Solution of the problem
The solution of the problem depends on the resulting graph. In Eulerian graph ( connected graph with straight node degrees ) corresponds to the shortest route of each edge exactly once continuous Euler tour. In trees, each edge must be traversed exactly twice. General can be solved by making the graph at minimum cost by inserting additional edges Euler tour and thus returns the problem of finding an Euler tour problem. If a connected graph is Eulerian not, he has nodes with odd degree nodes. Since nodes occur in any graph with odd degree only in even numbers is even. If you connect two nodes odd node degree by an additional way to be straight, while the even node degrees remain just the odd node degrees. Must be inserted into the graph to make the graph Euler tour for a total additional ways.
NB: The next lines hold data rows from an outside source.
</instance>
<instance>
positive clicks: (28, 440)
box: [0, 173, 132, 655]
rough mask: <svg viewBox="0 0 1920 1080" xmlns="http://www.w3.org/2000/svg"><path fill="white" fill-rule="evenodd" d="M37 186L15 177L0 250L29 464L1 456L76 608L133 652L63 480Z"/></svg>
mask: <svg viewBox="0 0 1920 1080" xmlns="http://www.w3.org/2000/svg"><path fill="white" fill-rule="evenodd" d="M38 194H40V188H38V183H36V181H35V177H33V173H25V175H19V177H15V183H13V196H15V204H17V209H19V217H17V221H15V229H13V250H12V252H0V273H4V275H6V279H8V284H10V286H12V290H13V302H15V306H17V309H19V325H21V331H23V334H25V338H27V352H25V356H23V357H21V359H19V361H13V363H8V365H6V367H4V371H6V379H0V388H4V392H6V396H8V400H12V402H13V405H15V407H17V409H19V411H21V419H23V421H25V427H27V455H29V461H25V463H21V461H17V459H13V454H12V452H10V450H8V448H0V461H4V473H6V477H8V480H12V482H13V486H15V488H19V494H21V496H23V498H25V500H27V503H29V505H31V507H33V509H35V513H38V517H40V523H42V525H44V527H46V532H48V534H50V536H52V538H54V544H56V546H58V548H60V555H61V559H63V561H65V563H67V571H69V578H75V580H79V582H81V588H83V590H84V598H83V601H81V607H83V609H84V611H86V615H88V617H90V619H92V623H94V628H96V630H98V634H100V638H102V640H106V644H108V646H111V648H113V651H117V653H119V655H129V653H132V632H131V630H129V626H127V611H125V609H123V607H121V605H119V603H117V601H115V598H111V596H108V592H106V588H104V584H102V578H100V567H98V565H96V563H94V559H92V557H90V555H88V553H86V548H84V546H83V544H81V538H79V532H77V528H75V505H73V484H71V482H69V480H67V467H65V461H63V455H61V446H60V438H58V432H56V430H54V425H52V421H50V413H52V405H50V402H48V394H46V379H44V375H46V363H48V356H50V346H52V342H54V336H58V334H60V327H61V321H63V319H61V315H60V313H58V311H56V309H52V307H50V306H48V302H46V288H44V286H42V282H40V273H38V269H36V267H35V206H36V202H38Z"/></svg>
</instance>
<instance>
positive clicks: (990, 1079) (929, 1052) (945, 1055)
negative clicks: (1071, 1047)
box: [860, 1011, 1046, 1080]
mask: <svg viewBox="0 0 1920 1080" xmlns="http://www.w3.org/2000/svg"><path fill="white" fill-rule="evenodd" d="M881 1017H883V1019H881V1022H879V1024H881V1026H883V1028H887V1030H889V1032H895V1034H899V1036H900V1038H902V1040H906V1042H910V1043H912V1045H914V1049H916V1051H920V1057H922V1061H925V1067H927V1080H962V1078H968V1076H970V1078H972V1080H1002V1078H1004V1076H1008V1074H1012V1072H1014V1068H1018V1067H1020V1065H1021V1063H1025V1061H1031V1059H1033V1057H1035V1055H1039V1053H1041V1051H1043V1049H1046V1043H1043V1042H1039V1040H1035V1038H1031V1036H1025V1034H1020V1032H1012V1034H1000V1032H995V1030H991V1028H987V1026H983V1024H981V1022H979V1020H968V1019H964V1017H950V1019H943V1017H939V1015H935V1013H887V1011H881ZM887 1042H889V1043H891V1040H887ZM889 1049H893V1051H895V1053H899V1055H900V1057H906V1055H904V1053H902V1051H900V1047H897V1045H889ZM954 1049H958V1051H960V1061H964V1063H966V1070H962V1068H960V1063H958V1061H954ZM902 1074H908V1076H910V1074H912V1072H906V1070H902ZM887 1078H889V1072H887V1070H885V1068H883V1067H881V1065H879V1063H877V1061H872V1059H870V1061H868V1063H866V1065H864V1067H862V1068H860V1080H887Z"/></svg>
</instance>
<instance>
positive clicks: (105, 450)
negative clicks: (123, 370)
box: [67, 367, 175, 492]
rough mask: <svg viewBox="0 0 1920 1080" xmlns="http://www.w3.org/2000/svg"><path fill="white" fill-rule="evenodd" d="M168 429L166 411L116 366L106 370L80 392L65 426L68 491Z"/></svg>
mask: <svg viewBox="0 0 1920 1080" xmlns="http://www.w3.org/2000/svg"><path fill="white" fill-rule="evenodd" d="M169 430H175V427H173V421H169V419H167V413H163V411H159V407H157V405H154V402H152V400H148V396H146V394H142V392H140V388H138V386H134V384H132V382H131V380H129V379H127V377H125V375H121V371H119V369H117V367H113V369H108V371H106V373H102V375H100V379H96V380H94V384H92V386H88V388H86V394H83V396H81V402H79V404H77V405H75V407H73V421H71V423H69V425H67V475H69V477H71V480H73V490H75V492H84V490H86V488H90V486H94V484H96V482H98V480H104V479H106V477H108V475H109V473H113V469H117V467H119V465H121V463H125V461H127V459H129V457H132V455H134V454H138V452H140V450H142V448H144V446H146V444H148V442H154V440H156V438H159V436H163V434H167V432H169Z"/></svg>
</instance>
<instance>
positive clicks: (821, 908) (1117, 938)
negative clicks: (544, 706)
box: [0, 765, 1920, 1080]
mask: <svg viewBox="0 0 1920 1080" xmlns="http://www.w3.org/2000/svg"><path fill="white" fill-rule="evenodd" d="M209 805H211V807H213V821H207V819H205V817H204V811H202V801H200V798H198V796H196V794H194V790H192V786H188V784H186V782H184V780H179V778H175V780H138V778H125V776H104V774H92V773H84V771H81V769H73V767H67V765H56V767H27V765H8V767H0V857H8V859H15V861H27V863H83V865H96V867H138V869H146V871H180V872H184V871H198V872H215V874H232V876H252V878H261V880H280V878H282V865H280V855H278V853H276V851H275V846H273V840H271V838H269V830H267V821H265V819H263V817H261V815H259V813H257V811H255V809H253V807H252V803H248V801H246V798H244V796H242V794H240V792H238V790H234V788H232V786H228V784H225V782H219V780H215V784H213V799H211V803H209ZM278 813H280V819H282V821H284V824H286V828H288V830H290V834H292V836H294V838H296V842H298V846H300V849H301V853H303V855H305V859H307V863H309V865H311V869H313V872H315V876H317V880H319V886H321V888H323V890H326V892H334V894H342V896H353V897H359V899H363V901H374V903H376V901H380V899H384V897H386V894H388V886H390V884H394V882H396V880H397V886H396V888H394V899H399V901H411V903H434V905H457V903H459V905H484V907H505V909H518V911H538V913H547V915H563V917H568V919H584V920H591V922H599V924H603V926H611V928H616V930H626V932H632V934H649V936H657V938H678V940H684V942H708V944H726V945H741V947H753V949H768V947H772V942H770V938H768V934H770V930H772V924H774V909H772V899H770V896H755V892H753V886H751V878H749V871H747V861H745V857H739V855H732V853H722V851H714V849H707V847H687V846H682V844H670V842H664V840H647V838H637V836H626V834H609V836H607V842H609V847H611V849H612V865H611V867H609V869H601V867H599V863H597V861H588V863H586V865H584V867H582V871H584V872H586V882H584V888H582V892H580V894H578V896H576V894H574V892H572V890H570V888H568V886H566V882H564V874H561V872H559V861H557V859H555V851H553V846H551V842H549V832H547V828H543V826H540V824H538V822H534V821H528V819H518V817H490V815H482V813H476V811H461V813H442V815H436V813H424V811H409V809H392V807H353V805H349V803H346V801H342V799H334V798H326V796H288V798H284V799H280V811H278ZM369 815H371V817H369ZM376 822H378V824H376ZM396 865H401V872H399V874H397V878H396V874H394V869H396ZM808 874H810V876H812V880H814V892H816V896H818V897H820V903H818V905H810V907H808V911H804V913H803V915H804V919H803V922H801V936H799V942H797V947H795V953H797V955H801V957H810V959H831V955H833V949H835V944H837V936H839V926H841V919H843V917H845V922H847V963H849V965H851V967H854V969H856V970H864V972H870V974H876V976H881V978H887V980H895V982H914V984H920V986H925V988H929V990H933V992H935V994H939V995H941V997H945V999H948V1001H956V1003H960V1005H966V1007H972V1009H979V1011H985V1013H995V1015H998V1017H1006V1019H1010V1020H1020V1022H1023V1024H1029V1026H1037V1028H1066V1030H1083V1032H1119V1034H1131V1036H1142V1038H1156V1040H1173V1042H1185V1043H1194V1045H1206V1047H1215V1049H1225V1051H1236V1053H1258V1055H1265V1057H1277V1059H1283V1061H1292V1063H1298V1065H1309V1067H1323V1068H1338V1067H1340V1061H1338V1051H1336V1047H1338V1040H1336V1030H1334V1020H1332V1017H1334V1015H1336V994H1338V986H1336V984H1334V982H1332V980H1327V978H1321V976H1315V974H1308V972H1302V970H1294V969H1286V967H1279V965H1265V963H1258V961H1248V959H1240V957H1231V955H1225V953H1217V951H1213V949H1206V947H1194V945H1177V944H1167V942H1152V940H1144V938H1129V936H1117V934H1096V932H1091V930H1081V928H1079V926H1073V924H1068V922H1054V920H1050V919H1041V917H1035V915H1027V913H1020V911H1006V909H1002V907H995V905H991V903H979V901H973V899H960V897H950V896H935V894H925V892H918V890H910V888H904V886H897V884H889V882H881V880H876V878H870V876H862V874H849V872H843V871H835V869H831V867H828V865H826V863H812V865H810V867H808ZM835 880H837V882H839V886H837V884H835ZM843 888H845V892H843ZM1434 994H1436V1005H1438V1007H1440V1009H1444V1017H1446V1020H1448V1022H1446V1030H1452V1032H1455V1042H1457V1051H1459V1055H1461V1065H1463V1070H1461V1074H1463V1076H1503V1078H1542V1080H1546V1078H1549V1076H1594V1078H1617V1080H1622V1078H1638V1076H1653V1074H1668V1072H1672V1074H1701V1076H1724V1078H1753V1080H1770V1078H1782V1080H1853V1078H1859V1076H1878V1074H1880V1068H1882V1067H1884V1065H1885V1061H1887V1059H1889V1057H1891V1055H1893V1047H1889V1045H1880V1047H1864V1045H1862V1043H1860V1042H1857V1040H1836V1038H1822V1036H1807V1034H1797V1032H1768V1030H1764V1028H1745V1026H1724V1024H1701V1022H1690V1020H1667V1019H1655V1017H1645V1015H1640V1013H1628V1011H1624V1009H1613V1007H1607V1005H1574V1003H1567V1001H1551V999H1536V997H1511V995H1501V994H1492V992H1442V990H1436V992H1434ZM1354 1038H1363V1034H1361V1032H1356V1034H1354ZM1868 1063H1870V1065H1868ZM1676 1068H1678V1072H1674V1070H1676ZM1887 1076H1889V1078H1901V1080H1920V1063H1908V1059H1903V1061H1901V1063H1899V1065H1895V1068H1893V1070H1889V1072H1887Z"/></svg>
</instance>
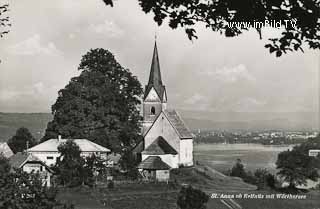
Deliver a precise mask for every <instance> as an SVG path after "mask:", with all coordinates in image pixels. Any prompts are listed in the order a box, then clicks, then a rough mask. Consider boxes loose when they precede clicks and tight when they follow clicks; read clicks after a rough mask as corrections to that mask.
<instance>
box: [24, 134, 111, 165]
mask: <svg viewBox="0 0 320 209" xmlns="http://www.w3.org/2000/svg"><path fill="white" fill-rule="evenodd" d="M67 140H70V139H61V137H60V136H59V137H58V139H49V140H47V141H45V142H42V143H41V144H38V145H36V146H34V147H32V148H30V149H28V152H29V153H31V154H32V155H34V156H36V157H38V158H39V159H40V160H41V161H43V162H45V163H46V164H47V165H48V166H52V165H55V164H56V162H57V160H59V159H60V153H59V151H58V147H59V145H61V144H62V143H65V142H67ZM71 140H73V141H74V143H76V144H77V145H78V146H79V148H80V150H81V156H82V157H87V156H91V155H93V154H95V155H96V156H100V157H101V158H103V159H107V155H108V154H109V153H111V151H110V150H109V149H108V148H105V147H103V146H101V145H99V144H96V143H94V142H92V141H90V140H88V139H71Z"/></svg>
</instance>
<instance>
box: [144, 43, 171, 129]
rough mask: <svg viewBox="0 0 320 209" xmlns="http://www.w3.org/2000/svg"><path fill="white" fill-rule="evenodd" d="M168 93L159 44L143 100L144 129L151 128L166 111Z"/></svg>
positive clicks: (152, 62) (154, 52)
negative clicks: (167, 93) (155, 122)
mask: <svg viewBox="0 0 320 209" xmlns="http://www.w3.org/2000/svg"><path fill="white" fill-rule="evenodd" d="M166 106H167V93H166V87H165V86H164V85H163V83H162V79H161V72H160V62H159V55H158V48H157V42H156V41H155V43H154V48H153V55H152V61H151V69H150V75H149V81H148V84H147V85H146V88H145V92H144V98H143V121H144V127H149V126H150V125H151V124H152V123H153V122H154V120H155V119H156V118H157V116H158V115H159V114H160V113H161V112H162V110H164V109H166Z"/></svg>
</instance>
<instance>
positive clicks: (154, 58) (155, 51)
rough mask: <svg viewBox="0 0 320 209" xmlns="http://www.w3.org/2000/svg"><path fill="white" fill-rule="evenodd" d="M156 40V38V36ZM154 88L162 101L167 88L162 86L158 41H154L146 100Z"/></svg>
mask: <svg viewBox="0 0 320 209" xmlns="http://www.w3.org/2000/svg"><path fill="white" fill-rule="evenodd" d="M155 38H156V36H155ZM152 88H154V89H155V90H156V92H157V94H158V96H159V98H160V100H161V101H162V100H163V98H164V93H165V86H164V85H163V84H162V79H161V71H160V62H159V55H158V48H157V41H156V40H155V41H154V49H153V56H152V62H151V69H150V75H149V82H148V85H147V86H146V89H145V95H144V99H145V98H146V97H147V96H148V94H149V92H150V90H151V89H152Z"/></svg>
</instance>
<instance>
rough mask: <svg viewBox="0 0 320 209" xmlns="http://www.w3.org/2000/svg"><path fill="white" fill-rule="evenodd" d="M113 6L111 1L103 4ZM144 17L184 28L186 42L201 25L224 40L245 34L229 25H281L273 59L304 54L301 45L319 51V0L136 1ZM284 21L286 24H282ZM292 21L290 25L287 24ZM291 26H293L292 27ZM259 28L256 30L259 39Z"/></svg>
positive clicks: (259, 28)
mask: <svg viewBox="0 0 320 209" xmlns="http://www.w3.org/2000/svg"><path fill="white" fill-rule="evenodd" d="M103 1H104V2H105V4H106V5H111V6H113V0H103ZM138 2H139V4H140V6H141V8H142V10H143V11H144V12H145V13H150V12H152V13H153V14H154V20H155V21H156V22H157V23H158V25H161V24H162V23H163V22H164V20H168V21H167V22H168V24H169V26H170V27H171V28H172V29H175V28H179V27H181V28H184V29H185V32H186V34H187V35H188V37H189V39H190V40H191V39H193V38H197V35H196V30H195V25H196V23H202V25H204V26H205V27H206V28H209V29H211V30H212V31H216V32H220V33H222V34H224V35H225V36H226V37H232V36H237V35H239V34H241V33H242V32H244V31H246V30H248V29H249V28H250V27H249V26H248V25H243V24H241V25H232V26H231V25H230V23H232V22H250V23H251V27H252V25H253V24H254V23H256V22H263V23H265V22H266V21H269V22H271V21H280V20H281V21H282V24H283V25H285V24H286V23H288V27H283V28H281V29H280V30H282V33H281V35H280V36H279V37H274V38H271V39H269V41H270V43H268V44H266V45H265V47H266V48H269V50H270V53H273V52H276V53H275V54H276V56H281V55H282V54H283V53H286V52H288V51H293V50H295V51H296V50H301V51H303V44H304V43H305V44H306V45H308V46H309V48H311V49H320V1H319V0H241V1H236V0H161V1H158V0H138ZM285 21H286V23H285ZM290 21H292V22H290ZM291 23H292V24H291ZM261 26H262V25H257V27H256V30H257V32H258V34H259V36H260V38H261V36H262V35H263V34H262V33H261Z"/></svg>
For minimum cost expansion of the graph is a complete graph is created to the nodes with odd degree. As the edge weights are selected in each case the distance of the shortest path ( determined for example with the matrix multiplication or the Tripelalgorithmus ) between the two corresponding nodes in the original graph. In this complete graph, a minimum-cost perfect pairing is then searched with matching edges. The edges of the respective shortest path between the two nodes are then matching for each edge in the original graph is duplicated. On these edges of the original graph of the letter carrier must so run along exactly twice. Each Euler tour in the graph is extended so then an optimal solution of the postman problem.
Example
It is a city with streets fourteen and nine intersections 1, ..., given 9. The corresponding graph ( see the first figure ) has four nodes ( 1,3,6 and 9) with odd degree nodes and is therefore not Euler tour. Wanted is now a cost- minimal Euler's extension of the graph in order to specify an Euler tour can. If you were to double, for example, the two edges {1,3 } and { 6,9 }, the resulting graph would Euler tour since then all nodes have even degree. The corresponding Euler tour would be but for the postman not necessarily the shortest tour. To determine the shortest extension of the complete graph is the node with odd degree nodes created (second figure). As edge weight, the length of the shortest path between any two nodes is respectively removed. The minimum matching in this case from the edges { 1,6 } and { 3,9 } with total length. The corresponding edges of the shortest path from 1 to 6 and from 3 to 9 are then in the original graph also entered (third figure). An Euler tour and hence minimum postman round trip would be, for example, the sequence of nodes ( 1,2,3,4,9,3,1,8,7,3,9,7,6,9,5,6,7,8,1 ). The streets that meet the additionally inserted red edges, thereby doubly traversed by the postman.